In some disclosed embodiments, the preset performance condition is satisfied when the preset condition includes a candidate model obtained using the candidate sub-network and the second sub-network; the performance evaluation unit is specifically configured to verify a candidate model obtained by using the candidate sub-network and the second sub-network by using a verification sample corresponding to the target task, so as to obtain a performance score of executing the target task by using the candidate model; under the condition that the preset condition comprises that the number of the feature extraction units in the candidate sub-network reaches the preset number; the first sub-network comprises a first number of feature extraction units, the first sub-network comprises a second number of network segments, and the preset number is smaller than the first number and larger than or equal to the second number.

Different from the foregoing embodiment, in the case that the preset condition includes that the candidate model obtained by using the candidate sub-network and the second sub-network meets the preset performance condition, the candidate model obtained by using the candidate sub-network and the second sub-network is verified by using the verification sample corresponding to the target task, so as to obtain the performance score of the candidate model for executing the target task, and whether the candidate model meets the preset performance condition is determined based on the performance score, so that the accuracy of selecting the optimal sub-network can be improved; in addition, when the preset condition includes that the number of feature extraction units in the candidate sub-network reaches the preset number, the first sub-network includes a first number of feature extraction units, and the first sub-network includes a second number of network segments, and the preset number is smaller than the first number and larger than or equal to the second number, which can be beneficial to reducing complexity of the target model.

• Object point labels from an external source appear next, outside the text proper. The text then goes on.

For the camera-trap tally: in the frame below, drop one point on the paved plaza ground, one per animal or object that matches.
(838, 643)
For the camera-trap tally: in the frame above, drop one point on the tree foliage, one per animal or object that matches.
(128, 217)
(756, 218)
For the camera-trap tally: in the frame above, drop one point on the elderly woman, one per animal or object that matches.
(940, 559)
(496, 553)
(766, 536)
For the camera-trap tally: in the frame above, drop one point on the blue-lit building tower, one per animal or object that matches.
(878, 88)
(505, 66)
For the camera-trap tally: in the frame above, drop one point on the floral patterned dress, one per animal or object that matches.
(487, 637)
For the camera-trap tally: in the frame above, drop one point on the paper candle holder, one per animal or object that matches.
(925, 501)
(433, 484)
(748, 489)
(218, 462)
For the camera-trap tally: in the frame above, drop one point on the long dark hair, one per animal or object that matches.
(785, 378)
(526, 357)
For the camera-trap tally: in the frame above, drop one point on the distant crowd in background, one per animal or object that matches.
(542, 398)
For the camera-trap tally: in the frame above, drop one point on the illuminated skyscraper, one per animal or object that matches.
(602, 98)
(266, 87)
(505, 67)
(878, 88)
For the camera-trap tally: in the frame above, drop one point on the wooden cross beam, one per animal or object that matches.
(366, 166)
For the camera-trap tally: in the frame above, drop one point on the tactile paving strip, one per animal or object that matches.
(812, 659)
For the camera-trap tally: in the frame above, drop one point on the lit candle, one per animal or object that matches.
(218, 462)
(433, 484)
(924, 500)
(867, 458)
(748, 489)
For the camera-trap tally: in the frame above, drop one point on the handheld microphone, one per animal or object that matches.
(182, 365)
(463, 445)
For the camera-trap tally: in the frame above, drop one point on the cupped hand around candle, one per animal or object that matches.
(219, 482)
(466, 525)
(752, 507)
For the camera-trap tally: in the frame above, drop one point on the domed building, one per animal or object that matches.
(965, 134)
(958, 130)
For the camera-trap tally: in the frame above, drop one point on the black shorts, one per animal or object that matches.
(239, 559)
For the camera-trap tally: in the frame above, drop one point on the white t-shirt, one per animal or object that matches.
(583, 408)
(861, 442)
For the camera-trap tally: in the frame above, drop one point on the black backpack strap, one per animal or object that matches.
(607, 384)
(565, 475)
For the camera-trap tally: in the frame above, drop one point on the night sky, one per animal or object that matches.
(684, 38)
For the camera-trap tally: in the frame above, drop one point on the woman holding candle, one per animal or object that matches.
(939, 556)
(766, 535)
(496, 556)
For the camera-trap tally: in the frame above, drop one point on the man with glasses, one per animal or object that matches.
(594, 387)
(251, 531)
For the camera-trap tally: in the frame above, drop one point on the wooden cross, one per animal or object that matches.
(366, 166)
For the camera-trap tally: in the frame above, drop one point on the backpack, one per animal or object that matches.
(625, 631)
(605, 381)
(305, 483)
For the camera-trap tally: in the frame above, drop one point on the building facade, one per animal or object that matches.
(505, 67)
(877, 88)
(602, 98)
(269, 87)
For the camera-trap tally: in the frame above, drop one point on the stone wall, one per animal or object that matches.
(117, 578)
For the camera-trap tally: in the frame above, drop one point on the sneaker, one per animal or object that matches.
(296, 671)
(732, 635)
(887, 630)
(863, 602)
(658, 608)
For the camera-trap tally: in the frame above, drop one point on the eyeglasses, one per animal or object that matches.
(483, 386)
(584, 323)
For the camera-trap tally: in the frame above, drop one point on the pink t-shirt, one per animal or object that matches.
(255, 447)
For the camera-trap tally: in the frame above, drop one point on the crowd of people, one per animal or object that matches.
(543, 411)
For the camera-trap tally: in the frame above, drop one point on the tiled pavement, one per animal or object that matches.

In some disclosed embodiments, the first sub-network comprises at least one branch network, each branch network comprising a plurality of network segments connected in sequence, each network segment comprising at least one feature extraction unit connected in sequence, the first training module 71 comprises a unit selection sub-module for selecting one branch network with a preset selection policy before each training, and selecting a feature extraction unit in each network segment of the selected branch network, the first training module 71 comprises a sample training sub-module for training, with a first training sample, the portion of each network segment preceding the selected feature extraction unit to adjust network parameters of the portion of each network segment preceding the selected feature extraction unit.

Different from the foregoing embodiment, the first sub-network is configured to include at least one branch network, and each branch network includes a plurality of network sections sequentially connected, and each network section includes at least one feature extraction unit sequentially connected, so that before each training, one branch network is selected, and a feature extraction unit is selected in each network section of the selected branch network, and a first training sample is used to train a portion of each network section located before the selected feature extraction unit, so as to adjust network parameters of a portion of each network section located before the selected feature extraction unit, thereby facilitating full training of each portion of the first sub-network after multiple training, and improving pre-training efficiency.

In some disclosed embodiments, the feature extraction unit includes a convolution layer, an activation layer, and a batch layer connected in sequence; and/or the first subnetwork further comprises a downsampling layer located between adjacent network segments.

Different from the previous embodiment, the feature extraction unit is set to include a convolution layer, an activation layer and a batch processing layer which are sequentially connected, so that the learning effect of the feature extraction unit in the training process can be improved; and the downsampling layer positioned between adjacent network sections is arranged in the first sub-network, so that feature dimension reduction can be realized, the number of data and parameters is compressed, the overfitting is reduced, and meanwhile, the fault tolerance is improved.

In some disclosed embodiments, the image processing apparatus 70 based on the transfer learning further includes a third training module for training the original model with the second training samples to adjust network parameters of the original model.

Different from the foregoing embodiment, after pre-training, the original model is trained by using the second training sample corresponding to the target task, so as to adjust the network parameters of the original model, which can be beneficial to improving the accuracy of subsequent network structure dimension adjustment.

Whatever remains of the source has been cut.